6.4.3 Joining DataFrames on the index values

So far we have joined DataFrames based on columns. However, we can also join DataFrames based on the index values. Let’s see how this works by creating two DataFrames with the some overlapping index values.

df1 = pd.DataFrame({
    'A': [1, 2, 3],
    'B': [4, 5, 6]},
    index=[1, 2, 3])
df1

	A	B
1	1	4
2	2	5
3	3	6

df2 = pd.DataFrame({
    'C': [7, 8, 9],
    'D': [10, 11, 12]},
    index=[2, 3, 4])

df2

	C	D
2	7	10
3	8	11
4	9	12

We can now join the two DataFrames based on the index values using the join() method. Let’s take a look at a left join.

df1.join(df2, how='left')

	A	B	C	D
1	1	4	NaN	NaN
2	2	5	7.0	10.0
3	3	6	8.0	11.0

We can see that the df1 DataFrame is the left DataFrame, which will be preserved in the join operation. The df2 DataFrame is the right DataFrame, which will be joined to the left DataFrame based on the index values. If a value is missing in the right DataFrame, it will be filled with NaN.

A right join will preserve the right DataFrame.

df1.join(df2, how='right')

	A	B	C	D
2	2.0	5.0	7	10
3	3.0	6.0	8	11
4	NaN	NaN	9	12

6.5 Reading in data

In the real world, we aren’t usually working with example datasets like the iris dataset. Instead, we are burdened with the task of reading in the data. Luckily, Pandas provides a variety of methods to read in data from different sources. Let’s take a look at probably the most common method: read_csv(). As the name suggests, this method reads in data from a CSV file. We are going to read in a dataset called pets, which is saved as a CSV file under a folder called data.

# read in the pets dataset
pets = pd.read_csv('data/pets.csv')
pets

	Pet	Name	Age	Owner
0	Parrot	Polly	15	Cathy
1	Cat	Fluffy	3	John
2	Dog	Spot	5	Amanda
3	Guinea pig	Squeeky	1	Mark

We can see that the read_csv() method reads in the data from the CSV file and creates a DataFrame. As mentioned earlier, Pandas provides several methods for reading in many file types such as Excel files, SQL databases, and more. You can browse the available methods by typing pd.read_ and pressing Tab for autocomplete suggestions. For saving data to a file you can use the to_csv() method. Let’s save the pets DataFrame to a CSV file.

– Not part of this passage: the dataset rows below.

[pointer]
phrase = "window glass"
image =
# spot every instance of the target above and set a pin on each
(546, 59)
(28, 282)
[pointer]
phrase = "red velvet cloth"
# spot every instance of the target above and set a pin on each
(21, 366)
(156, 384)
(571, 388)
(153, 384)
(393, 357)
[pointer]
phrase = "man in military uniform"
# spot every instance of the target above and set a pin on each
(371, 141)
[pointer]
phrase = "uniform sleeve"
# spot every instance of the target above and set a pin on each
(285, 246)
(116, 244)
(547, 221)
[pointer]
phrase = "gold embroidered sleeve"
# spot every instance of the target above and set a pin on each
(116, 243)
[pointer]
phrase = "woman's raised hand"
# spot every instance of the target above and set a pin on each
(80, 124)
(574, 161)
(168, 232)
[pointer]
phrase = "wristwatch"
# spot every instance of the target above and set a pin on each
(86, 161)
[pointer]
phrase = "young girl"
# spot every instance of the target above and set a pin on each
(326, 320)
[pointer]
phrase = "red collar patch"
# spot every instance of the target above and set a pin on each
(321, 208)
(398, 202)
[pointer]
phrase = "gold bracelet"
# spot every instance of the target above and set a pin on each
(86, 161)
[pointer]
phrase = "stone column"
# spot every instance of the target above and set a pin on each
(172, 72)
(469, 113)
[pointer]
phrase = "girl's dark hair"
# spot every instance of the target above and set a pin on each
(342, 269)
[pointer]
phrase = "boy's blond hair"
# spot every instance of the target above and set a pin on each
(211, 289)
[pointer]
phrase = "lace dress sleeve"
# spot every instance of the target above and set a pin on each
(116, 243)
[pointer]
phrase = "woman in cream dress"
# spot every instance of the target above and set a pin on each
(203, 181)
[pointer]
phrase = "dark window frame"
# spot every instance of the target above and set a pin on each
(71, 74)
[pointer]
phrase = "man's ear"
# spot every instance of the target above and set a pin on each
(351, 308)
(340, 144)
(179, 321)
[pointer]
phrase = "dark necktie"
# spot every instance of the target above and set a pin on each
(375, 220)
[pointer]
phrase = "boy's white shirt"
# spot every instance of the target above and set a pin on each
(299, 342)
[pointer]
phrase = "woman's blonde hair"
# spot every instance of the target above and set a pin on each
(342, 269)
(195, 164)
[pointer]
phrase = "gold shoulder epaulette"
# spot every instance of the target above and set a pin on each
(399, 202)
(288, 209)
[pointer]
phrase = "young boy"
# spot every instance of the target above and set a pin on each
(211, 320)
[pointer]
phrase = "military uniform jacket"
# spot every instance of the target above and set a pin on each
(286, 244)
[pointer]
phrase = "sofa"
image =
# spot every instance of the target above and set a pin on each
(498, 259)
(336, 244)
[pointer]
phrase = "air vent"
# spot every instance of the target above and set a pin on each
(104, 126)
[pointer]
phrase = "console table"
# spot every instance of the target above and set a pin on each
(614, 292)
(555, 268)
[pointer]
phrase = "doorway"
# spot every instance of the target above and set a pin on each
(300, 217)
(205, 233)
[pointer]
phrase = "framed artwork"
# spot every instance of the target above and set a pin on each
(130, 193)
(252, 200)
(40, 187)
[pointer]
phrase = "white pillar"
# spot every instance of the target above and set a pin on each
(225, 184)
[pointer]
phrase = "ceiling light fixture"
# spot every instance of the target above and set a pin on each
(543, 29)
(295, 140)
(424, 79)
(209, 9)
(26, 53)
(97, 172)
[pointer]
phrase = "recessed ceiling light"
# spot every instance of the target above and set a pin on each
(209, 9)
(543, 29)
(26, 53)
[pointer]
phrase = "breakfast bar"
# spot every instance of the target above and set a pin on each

# save the pets DataFrame to a CSV file
pets.to_csv('data/pets_saved.csv', index=False)

Here we used the index=False parameter to avoid saving the index values to the CSV file. This is usually preferred, unless you have a specific reason for creating an extra column for the index values in the saved file. Next we will turn our attention to visualizing data, which is one of the most important aspects of data analysis.